As always, the S-class pushes safety to the next level. A new autonomous driving system is promised, but when and where it will be offered is mostly a question of regulation. There are up to 16 airbags in the S-class, including seatbelt bags and separate airbags extending from behind the front seat. Those airbags will inflate differently when child seats are detected. And when the car detects an imminent side impact, the body can be raised in fractions of a second by more than three inches in order to expose stiffer elements of the structure, something the Audi A8 also does.

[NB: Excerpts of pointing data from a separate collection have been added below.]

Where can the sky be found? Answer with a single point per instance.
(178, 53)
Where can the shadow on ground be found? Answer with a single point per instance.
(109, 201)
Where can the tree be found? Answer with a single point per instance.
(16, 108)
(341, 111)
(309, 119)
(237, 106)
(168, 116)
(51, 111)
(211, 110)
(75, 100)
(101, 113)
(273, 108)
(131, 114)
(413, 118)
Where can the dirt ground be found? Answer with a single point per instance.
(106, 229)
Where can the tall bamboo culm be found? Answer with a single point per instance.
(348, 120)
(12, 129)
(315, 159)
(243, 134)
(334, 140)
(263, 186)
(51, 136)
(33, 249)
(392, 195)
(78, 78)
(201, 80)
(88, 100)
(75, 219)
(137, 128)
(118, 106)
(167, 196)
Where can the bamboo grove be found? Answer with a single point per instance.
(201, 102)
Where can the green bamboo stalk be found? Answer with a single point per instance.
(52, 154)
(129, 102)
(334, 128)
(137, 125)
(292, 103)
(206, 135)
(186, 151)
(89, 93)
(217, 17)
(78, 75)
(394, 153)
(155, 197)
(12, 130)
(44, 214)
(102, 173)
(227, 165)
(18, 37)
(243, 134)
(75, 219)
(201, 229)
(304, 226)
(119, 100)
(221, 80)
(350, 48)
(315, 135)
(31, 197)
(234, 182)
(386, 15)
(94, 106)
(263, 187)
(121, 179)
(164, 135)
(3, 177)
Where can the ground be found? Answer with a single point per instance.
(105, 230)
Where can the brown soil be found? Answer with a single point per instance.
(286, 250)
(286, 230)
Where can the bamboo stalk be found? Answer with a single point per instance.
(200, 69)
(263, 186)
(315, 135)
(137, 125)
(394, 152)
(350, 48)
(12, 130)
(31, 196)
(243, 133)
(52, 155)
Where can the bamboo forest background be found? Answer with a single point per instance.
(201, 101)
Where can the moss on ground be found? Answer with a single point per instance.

The new S-class will be offered with two chassis systems: a single-chamber air suspension and the optional E-Active Body Control, which includes a "curve" function that can lean into corners like a motorcycle. Equipped with E-Active Body Control, the S-class is remarkably quiet, smooth, and soothing.

a car parked in a parking lot: 2021 Mercedes S-class prototype © Mercedes-Benz 2021 Mercedes S-class prototype

Europe will get all of the powertrain choices, including inline-six diesel engines. American S-classes will offer inline-six gasoline engines as an entry-level option, with a 4.0-liter V-8 step-up option. There will be a plug-in hybrid with around 60 miles of electric range that will pair with the inline-six engine. An AMG version will receive a 600-plus-hp 4.0-liter V-8, while the Maybach will continue to offer an optional 6.0-liter V-12.

If you're wondering about an EV version, Mercedes-Benz's model strategy will keep an internal-combustion engine in all S-classes for now. Fully electric models will fall under the EQ branding of which the EQC SUV was the first. Following the C, E, and S names of its sedans, a large electric sedan will be called the EQS. Although not simply an electrified S-class, Mercedes is planning an EQS sedan, which promises to be spacious, overtly futuristic, and is aimed squarely at Tesla. The company showed a concept version at the end of 2019, and we expect to see the production version some time in 2021.